With the significant rate cut in September already completed, and in the absence of a recession, the Federal Reserve does not need to act hastily. The terminal rate for rate cuts is the neutral rate level, which is a rate level that neither stimulates nor restricts economic growth. The so-called "dot plot" median forecast in September indicates a total rate cut of 100 basis points this year, and another 100 basis points by the end of 2025, bringing the target range to 3.25% to 3.5%.
Federal Reserve Governor Kugler said, "While future actions will depend on the data we receive on inflation, employment, and economic activity, if conditions continue to evolve in the current direction, further rate cuts would be appropriate."
The long-term median forecast for the federal funds rate in the September economic forecast summary has risen for the third consecutive quarter, approaching 3%. This is considered the committee's collective estimate of the neutral rate, with most economists estimating the neutral rate to be around 3%.
Atlanta Federal Reserve President Bostic said, "There is much debate about the neutral rate level in the United States and elsewhere. However, the disagreement on the true neutral level is not important to me. Regardless of what the neutral rate is, I don't know who would reasonably argue that we are far from it."
Overall, FOMC members expect to achieve a soft landing. The median forecast in the September economic forecast summary shows that the actual GDP growth rate will be 2% annually until 2027, with a peak unemployment rate of only 4.4%.
Not all Federal Reserve officials believe that the task of fighting inflation is complete. Federal Reserve Governor Bowman cast the only dissenting vote on September 18, leaning towards a 0.25% rate cut. She mentioned the risks of an inflation rebound in the coming months.
Bowman said on Tuesday, "In my view, the upside risks to inflation remain prominent, with global supply chains still vulnerable to labor strikes and escalating geopolitical tensions, which could lead to inflationary effects in food, energy, and other commodity markets. Expansionary fiscal spending could also bring inflation risks, given the long-standing supply constraints, especially as demand for affordable housing increases, which could also pose inflation risks."
The next FOMC meeting will be held on November 6th and 7th, just a few days after the U.S. election.
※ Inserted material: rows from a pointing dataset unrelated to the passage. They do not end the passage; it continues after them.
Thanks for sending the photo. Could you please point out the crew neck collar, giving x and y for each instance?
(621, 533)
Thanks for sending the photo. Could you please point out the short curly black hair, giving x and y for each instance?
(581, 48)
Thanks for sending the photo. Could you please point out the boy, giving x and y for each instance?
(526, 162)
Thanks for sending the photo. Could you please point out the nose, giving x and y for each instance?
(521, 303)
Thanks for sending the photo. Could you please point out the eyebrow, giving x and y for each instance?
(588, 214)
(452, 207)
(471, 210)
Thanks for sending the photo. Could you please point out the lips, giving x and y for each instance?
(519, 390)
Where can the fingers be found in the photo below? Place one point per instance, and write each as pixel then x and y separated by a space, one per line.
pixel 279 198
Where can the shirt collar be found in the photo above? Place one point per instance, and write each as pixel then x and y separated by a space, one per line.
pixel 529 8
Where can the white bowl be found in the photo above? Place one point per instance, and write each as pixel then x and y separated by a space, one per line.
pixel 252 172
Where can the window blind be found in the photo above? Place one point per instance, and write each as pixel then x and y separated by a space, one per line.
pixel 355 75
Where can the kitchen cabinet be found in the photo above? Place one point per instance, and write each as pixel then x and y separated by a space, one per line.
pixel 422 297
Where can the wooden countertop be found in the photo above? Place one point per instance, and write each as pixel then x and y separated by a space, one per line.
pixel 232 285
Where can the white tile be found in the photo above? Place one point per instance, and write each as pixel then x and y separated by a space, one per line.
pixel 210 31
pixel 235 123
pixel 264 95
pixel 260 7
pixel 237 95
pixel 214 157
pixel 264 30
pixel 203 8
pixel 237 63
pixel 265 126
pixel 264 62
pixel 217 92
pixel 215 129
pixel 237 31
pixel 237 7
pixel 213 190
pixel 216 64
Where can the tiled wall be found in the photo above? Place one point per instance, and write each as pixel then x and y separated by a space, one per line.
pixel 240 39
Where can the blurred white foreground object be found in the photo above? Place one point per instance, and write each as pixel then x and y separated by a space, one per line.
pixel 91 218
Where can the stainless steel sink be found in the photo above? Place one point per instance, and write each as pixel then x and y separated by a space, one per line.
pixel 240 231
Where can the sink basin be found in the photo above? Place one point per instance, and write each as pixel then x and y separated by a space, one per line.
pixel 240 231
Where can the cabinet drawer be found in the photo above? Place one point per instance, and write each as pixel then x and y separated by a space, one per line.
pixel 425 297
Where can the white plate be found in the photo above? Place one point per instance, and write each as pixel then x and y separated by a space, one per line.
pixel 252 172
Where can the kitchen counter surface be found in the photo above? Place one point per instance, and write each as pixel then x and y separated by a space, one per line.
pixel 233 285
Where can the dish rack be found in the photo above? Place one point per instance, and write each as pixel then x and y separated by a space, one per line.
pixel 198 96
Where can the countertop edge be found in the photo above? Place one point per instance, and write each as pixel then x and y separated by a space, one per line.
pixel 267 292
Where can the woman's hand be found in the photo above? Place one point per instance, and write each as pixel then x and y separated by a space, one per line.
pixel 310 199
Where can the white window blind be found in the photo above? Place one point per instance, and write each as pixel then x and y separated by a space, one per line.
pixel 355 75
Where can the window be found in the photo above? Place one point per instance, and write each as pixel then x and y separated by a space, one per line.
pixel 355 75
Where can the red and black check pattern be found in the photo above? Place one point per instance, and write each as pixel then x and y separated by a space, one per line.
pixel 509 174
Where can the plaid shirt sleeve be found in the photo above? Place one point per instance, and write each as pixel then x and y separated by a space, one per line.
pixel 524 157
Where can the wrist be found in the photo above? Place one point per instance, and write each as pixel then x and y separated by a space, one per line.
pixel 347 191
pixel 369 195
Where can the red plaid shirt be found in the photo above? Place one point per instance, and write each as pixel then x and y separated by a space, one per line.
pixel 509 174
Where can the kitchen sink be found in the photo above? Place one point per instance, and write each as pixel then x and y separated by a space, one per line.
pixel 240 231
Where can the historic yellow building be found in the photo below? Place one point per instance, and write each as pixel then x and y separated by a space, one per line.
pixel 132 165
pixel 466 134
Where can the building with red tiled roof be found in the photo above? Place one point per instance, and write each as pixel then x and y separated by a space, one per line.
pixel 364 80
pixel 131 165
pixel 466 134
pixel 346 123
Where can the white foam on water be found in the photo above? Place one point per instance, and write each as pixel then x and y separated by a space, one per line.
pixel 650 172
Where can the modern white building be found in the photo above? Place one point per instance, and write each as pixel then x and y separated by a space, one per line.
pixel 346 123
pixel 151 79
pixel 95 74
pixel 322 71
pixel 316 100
Matthew Luzzetti, Chief U.S. Economist at Deutsche Bank, wrote on Wednesday, "While the overall picture of the data is always important, the newly released labor market data will need to provide greater confidence to confirm the Federal Reserve's trend towards stabilization."
Therefore, there are two dates to watch out for: October 4th, when the September employment data will be released; and November 1st, the release date for the October employment report, which falls during the pre-FOMC meeting blackout period Lu Zeti believes that if the unemployment rate exceeds the FOMC's year-end median forecast of 4.4% in the September dot plot, and non-farm payroll growth remains at 100,000 or lower per month, then discussing another 50 basis point rate cut in November will be on the table. Further downward revisions to the initially reported hiring numbers could provide additional reasons to expedite the rate cut.
This is exactly what the market is betting on. Federal funds futures pricing on Wednesday indicates a 60% probability of another 50 basis point rate cut on November 7, with the remaining probability supporting a smaller rate cut. Pricing also suggests that the number of rate cuts in 2025 will exceed the Fed's baseline scenario assumptions.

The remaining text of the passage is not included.